For a while now, I’ve combined writing and editing with university teaching. And in recent years I’ve noticed that two distinct jargons – of academia and of business – have come together to form a new and unlovely hybrid. Let’s call it Acabusinish, a suitably ugly word for it.
Partly this is the result of the increasing marketisation of higher education, and the notion that universities should be run along the same lines as commercial businesses. But when academics start trying to channel the language of management consultancy, the results can be peculiarly offputting.
Laurie Taylor – a former Professor of Sociology who is also a superb communicator – often made fun of the incomprehensible and overblown jargon of university management in his ‘Poppletonian’ column in the THES. On his excellent Radio Four show, Thinking Allowed, Taylor once discussed the seeming inexorable spread of such language with a panel of experts including André Spicer, Professor of Organizational Behaviour at Cass Business School and the author of the memorably titled Business Bullshit.
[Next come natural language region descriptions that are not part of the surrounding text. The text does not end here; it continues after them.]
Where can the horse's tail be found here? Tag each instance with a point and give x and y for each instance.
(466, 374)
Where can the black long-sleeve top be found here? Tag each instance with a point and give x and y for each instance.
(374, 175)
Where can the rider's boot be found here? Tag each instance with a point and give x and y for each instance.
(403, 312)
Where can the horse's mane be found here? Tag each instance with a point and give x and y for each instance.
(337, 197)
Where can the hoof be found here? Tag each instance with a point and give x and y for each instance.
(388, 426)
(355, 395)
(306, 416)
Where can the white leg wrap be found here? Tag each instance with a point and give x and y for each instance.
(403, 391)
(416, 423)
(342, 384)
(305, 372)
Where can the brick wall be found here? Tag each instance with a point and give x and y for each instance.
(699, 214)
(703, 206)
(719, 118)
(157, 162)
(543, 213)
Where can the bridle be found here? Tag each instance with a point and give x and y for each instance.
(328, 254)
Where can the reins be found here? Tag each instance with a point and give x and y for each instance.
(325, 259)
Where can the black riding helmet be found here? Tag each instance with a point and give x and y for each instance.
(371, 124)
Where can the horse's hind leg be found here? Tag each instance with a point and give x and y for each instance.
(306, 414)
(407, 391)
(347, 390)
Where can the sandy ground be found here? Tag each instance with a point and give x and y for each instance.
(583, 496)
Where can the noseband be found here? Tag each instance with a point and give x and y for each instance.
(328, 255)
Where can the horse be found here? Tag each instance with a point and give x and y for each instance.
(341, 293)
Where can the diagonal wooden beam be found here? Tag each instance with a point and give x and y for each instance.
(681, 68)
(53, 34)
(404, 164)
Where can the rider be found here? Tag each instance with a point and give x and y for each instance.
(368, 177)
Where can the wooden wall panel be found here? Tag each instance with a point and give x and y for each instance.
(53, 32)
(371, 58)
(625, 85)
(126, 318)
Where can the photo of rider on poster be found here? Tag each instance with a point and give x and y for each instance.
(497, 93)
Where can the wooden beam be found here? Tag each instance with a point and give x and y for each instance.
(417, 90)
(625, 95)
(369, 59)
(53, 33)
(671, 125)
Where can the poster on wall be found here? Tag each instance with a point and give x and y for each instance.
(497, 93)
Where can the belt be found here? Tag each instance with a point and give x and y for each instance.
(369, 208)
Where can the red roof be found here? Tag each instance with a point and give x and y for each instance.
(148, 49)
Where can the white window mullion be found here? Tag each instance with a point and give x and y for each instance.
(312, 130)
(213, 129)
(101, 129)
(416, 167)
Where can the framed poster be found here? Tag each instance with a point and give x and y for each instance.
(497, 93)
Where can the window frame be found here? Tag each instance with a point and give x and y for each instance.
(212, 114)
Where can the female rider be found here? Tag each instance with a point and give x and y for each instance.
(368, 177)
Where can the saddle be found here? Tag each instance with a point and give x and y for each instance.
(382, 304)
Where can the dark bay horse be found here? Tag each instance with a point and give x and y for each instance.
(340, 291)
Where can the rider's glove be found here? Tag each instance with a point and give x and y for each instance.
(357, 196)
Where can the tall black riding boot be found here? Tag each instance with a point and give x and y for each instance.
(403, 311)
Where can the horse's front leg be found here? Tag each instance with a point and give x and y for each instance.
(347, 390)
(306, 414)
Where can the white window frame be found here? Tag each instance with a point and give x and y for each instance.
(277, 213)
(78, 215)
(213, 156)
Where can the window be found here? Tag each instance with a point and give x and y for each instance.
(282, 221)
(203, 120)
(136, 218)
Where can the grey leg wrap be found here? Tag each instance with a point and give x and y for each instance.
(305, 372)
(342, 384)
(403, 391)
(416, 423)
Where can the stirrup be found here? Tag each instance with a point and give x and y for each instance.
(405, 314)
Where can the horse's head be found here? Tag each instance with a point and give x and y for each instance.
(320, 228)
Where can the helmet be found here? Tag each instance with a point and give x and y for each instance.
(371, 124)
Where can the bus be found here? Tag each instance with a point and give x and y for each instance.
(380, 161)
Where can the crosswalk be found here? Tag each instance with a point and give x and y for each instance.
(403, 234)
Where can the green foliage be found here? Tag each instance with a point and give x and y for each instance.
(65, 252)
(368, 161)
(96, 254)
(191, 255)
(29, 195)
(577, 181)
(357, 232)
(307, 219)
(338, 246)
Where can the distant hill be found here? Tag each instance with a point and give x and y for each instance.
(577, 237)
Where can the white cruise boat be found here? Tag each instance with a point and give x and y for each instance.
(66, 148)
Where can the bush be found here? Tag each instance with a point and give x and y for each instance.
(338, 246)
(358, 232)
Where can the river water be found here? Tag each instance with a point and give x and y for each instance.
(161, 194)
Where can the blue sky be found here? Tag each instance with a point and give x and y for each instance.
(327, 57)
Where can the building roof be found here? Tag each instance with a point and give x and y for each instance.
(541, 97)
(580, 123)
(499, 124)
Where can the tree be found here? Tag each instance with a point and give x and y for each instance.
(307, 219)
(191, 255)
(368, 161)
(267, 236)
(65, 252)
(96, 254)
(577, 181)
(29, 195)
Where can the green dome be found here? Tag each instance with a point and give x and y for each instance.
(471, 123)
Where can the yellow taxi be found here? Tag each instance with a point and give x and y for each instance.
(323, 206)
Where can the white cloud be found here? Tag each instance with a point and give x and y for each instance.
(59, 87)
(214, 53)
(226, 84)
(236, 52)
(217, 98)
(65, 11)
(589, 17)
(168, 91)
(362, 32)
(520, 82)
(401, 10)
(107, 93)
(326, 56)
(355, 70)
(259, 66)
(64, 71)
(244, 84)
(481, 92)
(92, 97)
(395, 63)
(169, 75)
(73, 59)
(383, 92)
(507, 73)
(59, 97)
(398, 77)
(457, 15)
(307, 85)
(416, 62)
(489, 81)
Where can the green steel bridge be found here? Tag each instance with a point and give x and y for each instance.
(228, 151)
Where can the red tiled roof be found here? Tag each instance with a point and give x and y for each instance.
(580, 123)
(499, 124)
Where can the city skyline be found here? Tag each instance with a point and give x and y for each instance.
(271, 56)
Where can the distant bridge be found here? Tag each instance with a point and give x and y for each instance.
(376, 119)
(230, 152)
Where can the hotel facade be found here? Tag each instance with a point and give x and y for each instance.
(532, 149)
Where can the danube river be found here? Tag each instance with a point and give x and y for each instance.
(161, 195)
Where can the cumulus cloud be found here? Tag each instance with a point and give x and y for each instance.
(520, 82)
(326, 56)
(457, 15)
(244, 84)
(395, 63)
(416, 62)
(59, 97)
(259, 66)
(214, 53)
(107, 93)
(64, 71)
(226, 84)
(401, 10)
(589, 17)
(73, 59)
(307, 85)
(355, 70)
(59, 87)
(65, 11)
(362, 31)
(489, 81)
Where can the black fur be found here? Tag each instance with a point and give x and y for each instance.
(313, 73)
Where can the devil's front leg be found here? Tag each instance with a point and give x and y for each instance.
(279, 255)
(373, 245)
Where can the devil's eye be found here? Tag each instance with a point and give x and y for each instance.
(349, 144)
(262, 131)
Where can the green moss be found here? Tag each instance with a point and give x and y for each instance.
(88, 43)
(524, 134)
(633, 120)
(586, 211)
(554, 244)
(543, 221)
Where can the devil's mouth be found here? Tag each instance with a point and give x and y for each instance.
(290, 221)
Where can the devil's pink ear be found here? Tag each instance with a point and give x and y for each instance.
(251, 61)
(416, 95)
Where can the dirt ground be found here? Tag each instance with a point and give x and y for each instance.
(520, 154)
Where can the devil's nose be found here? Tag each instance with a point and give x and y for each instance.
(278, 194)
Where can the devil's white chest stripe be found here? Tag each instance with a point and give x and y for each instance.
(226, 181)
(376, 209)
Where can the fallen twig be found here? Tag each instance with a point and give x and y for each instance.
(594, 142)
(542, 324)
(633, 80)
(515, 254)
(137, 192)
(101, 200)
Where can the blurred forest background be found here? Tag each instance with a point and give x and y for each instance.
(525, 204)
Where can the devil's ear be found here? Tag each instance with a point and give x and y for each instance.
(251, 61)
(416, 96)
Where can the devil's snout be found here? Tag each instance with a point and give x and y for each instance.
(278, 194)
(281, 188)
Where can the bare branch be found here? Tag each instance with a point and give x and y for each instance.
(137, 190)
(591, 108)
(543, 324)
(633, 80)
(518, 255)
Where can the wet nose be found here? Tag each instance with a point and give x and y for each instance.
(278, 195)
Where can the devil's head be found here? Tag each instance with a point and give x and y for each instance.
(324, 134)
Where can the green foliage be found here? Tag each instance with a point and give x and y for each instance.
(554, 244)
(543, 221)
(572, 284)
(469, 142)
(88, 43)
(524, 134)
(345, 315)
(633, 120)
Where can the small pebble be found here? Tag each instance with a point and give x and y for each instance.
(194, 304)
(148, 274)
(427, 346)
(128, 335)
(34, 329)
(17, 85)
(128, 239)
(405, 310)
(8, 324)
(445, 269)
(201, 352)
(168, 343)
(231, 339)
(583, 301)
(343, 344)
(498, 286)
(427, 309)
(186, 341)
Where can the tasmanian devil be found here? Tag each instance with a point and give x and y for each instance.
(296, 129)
…The more you use words to say nothing, the more you can mangle the language until people don’t really know what they’re doing.”
Another guest of the programme, the entrepreneur and writer Margaret Haffernan, observed that one reason managers express themselves so poorly is that “ it makes them feel that they must be earning these huge salaries if they can sling around these huge words […] The more you use words to say nothing, the more you can mangle the language until people don’t really know what they’re doing.”
The downside, of course, is that when people don’t really know what they’re doing, organisations tend to get into an almighty mess. And when people feel that their managers are trying to bamboozle them with empty, overblown language they tend to develop a certain cynicism about these managers’ intentions and even their competence.
Many of the students I teach (on an MA in Professional Writing) are recent graduates whose main experience of writing has been producing academic essays and dissertations. One challenge for them is to understand that the habits they’ve formed in producing these will not necessarily be helpful to them as professional writers. Another is the idea that writers for business need to sound “businessy”.
Nothing could be further from the truth. Business writing is most effective when it is least “businessy”, and many academic writers would also find a much wider and more appreciative audience if they made a conscious effort to write more naturally.
One piece of advice I offer my students is to read anything they have written aloud to themselves. Does it sound like something that one human being could naturally say to another without feeling like, well, a bit of a pompous twit?
It’s a pretty good test, and one that I wish writers of Acabusinish would try more often.